This fatalistic atttitude toward redemption has its comforts. After all, if God saves me, I am saved, and there is nothing I can do to invalidate my redemption. Conversely, if I am lost, I can do nothing about it, so there is no use in concerning myself with spiritual matters. The problem is that Calvinistic doctrine does not jibe with the tenets of scripture.
- Total Depravity. The Calvinist teaches that the little child is born into the world totally depraved. This contradicts the statement of our Lord regarding the little children, when He said "Let the little children come to Me, and do not forbid them; for of such is the kingdom of heaven" (Matthew 19:14). Now, unless the Calvinist is willing to concede that the Kingdom of Heaven is made up of those totally depraved, he must admit to the purity of the little children, and the invalid nature of that tenet.
- Unconditional Salvation. One has only to read Mark 16:16 to see clearly that our salvation is conditioned upon faith and baptism. "He who believes and is baptized will be saved; but he who does not believe will be condemned." The fact that Jesus demanded action on this occasion reveals clearly that there are conditions ascribed to a person's redemption.
- Limited Atonement. This tenet of Calvinism is rather silly. It is necessitated by the belief that salvation is unconditional, and the reality that some will be lost. So, the logic is that Jesus only came and died for those predestined to salvation. His blood was shed only for a precious few. However, that plainly denies what Jesus said of Himself in John 3:16, "For God so loved the world that he gave His only begotten Son, that whoever believes in Him should not perish but have everlasting life." Clearly the redemptive blood is available not to only a few, but to whoever believes in Him.
- Irresistable Grace. According to the Calvinist, if God chooses to redeem you, you can not resist his advances. Again, this is not born out in scripture. In fact, Stephen accused the Jews of doing exactly what the Calvinist says can not be done, "You stiff-necked and uncircumcised in heart and ears! You always resist the Holy Sirit; as your fathers did, so do you" (Acts 7:51).

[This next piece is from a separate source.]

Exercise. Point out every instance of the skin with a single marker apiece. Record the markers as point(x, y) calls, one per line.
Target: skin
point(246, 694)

- Perseverance of the Saints. Finally, the idea is promoted that if salvation is soley the work of God, then once you are saved, you can not so sin as to be eternally lost. The logic parallels the rest of Calvinistic theology, but again is not born out in scripture. The Bible is replete with warnings of the possibility of Christians losing their souls (cf. Hebrews 6:4-6; 2 Peter 2:18-22) and with actual names of those who have lost their redemption (Hymenaeus and Philetus come to mind, cf. 2 Timothy 2:16-18). Simon, a former sorcerer, is recorded in Acts 8 to have obeyed the gospel, thus becoming a Christian (vs. 13). When he sinned Peter said unto him, "Your money perish with you, because you thought that the gift of God could be purchased with money!" The question obviously arises, why would Peter threaten Simon with condemnation when Simon was incapable of so sinning as to lose his soul? The answer is that Calvinism has it wrong on this point as well!

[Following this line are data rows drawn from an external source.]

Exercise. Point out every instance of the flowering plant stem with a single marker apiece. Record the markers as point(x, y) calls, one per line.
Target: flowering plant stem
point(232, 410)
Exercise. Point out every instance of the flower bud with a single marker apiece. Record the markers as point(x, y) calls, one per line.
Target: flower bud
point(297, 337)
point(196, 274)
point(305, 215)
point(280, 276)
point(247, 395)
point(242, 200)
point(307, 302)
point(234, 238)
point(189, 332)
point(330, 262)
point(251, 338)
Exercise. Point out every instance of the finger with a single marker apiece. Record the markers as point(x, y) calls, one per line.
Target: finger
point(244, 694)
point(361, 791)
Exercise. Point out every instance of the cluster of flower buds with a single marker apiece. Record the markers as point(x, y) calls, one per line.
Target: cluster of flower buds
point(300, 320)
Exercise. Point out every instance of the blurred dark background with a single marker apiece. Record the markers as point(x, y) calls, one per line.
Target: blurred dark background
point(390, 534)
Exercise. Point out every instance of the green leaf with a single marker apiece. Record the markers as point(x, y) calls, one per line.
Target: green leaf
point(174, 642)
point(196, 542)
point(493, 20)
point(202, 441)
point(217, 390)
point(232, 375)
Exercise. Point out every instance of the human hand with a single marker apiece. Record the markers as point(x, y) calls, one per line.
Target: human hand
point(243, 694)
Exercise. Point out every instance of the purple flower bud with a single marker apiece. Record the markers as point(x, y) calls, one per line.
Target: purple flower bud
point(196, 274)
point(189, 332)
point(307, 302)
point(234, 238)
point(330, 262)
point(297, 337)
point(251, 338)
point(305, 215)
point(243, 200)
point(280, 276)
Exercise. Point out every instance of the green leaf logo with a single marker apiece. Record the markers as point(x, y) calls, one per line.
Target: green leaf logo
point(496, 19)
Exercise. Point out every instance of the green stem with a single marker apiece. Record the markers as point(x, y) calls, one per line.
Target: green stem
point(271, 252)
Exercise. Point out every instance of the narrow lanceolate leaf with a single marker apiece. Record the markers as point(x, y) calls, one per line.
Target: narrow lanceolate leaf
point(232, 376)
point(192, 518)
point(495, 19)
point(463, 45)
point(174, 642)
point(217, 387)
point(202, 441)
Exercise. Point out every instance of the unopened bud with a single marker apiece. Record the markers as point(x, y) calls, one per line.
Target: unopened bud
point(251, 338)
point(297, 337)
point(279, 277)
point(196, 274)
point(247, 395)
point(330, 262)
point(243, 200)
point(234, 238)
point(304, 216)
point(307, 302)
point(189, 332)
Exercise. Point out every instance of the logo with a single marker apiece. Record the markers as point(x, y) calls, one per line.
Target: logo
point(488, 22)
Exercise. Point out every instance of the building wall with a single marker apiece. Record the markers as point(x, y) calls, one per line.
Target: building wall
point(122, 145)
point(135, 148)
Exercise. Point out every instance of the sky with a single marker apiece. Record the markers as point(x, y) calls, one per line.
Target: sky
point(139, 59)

This short refutation of Calvinistic theology serves to point out a central aspect of our theme in this month's Watchman Magazine. The Redemption of Man consists of two parts. God has His part, and fulfilled the requirements regarding man's redemption by sending his Son Jesus to die as a vicarious sacrifice for sin. Man too has a part to play in his own redemption. Only those who faithfully execute the commands of God can rejoice in the promise of eternal reward.